'É preciso segurança, credibilidade e espaço nas transmissões'

Avaliação é de Antônio Carlos Morim, coordenador da ESPM Rio

Renan Fernandes, O Estado de S. Paulo

14 de dezembro de 2015 | 07h00

Em conversa com o Estado, o professor de Gestão de Marcas e coordenador do MBA de Gestão de Negócios e Inteligência Competitiva da ESPM Rio, Antônio Carlos Morim, elenca três pilares que ainda afastam os investidores do futebol brasileiro, principalmente em parcerias de longo prazo.

CREDIBILIDADE

O modelo gestor de muitos dos nossos clubes vive de fases boas, mas carece de uma visão profissional.

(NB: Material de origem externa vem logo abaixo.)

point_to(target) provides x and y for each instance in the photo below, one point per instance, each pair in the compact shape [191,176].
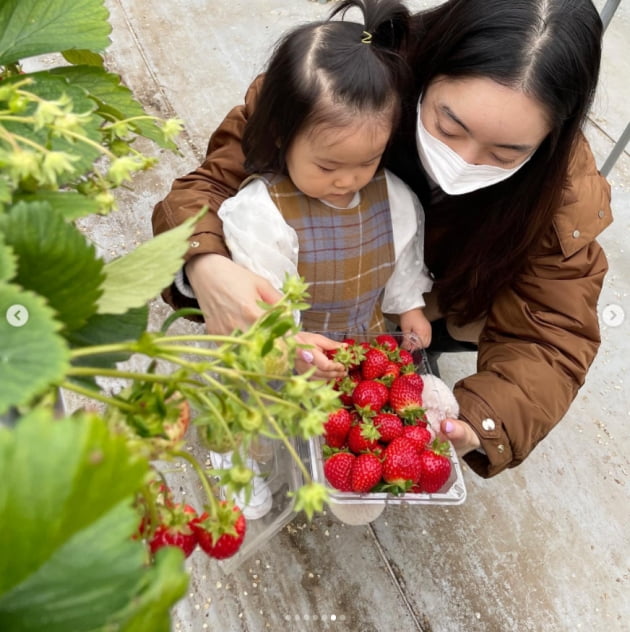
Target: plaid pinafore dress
[346,256]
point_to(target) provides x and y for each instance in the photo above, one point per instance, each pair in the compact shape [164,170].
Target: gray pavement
[544,547]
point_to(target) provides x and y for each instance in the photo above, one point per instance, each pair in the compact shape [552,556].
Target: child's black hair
[326,73]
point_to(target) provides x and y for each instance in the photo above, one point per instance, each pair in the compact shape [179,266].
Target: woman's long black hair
[548,49]
[326,73]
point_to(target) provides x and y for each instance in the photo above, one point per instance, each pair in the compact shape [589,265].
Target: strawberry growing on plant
[221,536]
[175,529]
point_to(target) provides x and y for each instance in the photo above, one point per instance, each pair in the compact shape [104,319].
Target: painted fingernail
[307,356]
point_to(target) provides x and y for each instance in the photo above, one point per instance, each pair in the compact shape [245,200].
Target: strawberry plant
[89,536]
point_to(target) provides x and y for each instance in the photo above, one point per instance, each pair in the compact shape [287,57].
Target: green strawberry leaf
[83,57]
[113,99]
[104,329]
[60,477]
[69,204]
[54,260]
[166,584]
[139,276]
[32,356]
[50,87]
[67,558]
[46,26]
[8,262]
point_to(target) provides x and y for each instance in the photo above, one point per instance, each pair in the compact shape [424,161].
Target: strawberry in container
[381,445]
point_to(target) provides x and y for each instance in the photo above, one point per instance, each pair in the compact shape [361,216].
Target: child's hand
[416,330]
[315,356]
[460,434]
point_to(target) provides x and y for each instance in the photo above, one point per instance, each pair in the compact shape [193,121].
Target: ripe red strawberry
[405,396]
[366,473]
[221,536]
[177,529]
[415,380]
[401,463]
[388,425]
[419,434]
[363,437]
[406,358]
[338,470]
[336,427]
[392,370]
[387,341]
[370,395]
[436,467]
[374,364]
[346,386]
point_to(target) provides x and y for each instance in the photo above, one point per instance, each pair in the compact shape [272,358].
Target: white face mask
[450,171]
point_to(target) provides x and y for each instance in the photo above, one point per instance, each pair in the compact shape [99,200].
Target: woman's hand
[460,434]
[228,293]
[315,356]
[416,330]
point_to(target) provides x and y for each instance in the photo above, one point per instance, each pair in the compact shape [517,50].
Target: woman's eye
[443,132]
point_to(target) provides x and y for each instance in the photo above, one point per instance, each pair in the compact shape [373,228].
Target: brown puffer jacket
[541,334]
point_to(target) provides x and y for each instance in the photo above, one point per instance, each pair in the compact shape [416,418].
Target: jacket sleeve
[542,332]
[217,179]
[540,338]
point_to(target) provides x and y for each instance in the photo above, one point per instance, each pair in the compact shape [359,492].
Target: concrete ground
[544,547]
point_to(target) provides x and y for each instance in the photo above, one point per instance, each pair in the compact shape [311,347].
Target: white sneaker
[260,498]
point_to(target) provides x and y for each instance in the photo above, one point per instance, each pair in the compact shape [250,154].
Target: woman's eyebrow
[516,147]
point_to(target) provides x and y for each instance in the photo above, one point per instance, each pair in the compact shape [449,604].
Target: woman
[513,202]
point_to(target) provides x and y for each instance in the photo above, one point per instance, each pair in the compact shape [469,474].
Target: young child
[318,204]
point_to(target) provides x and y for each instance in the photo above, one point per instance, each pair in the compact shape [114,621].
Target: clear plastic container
[283,477]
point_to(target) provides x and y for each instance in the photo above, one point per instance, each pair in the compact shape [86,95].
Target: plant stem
[98,396]
[210,492]
[121,347]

Além disso, ainda estamos assimilando o modelo de naming rights com as novas arenas. Este é um cenário caótico para o investidor de uma marca, que trabalha com parâmetros perfeitos de investimento.

O ambiente do futebol ainda permite certas nuances e, em certos momentos, falcatrua. Então, você pode estar colocando dinheiro em um clube e ver sua marca envolvida em um escândalo. Isso aconteceu com os parceiros da Fifa, que chegaram ao ponto de exigir a saída de Joseph Blatter do cargo de presidente da entidade. Além dos nomes dos anunciantes aparecerem ao lado de camburões de polícia, ainda podem surgir associações e teorias da conspiração. 'Será que ele (patrocinador) estava envolvido em tudo isso?'

Por isso a maioria das marcas prefere fazer um contrato de curto prazo. Você não consegue enxergar no médio e no longo prazo do futebol brasileiro um planejamento estratégico estruturado em seu parceiro/clube. Às vezes você até tem dinheiro para fazer uma parceria de 20 anos, mas surge aquela dúvida: 'Será que eu devo investir?'

INSEGURANÇA

O próprio País faz o investidor se questionar. O Brasil não é um País estável na política e em suas taxas de impostos. É possível estar estruturado e ganhando dinheiro no Brasil, mas não é possível apostar 20 anos na frente.

TRANSMISSÃO

Você escolhe um momento, um evento específico para expor sua marca porque ali está o seu consumidor. Mas com o naming rigths você ainda precisa negociar a parte com a mídia para ela falar seu nome. As transmissões da Rede Globo são um exemplo. Nas grandes competições estrangeiras ela fala o nome do patrocinador porque ela entra apenas como retransmissora do evento. Mas aqui no Brasil ela compra os direitos de transmissão e define seus parâmetros. Assim, ela está em seu direito jurídico de pleitear um investimento para fazer a exposição de uma determinada marca.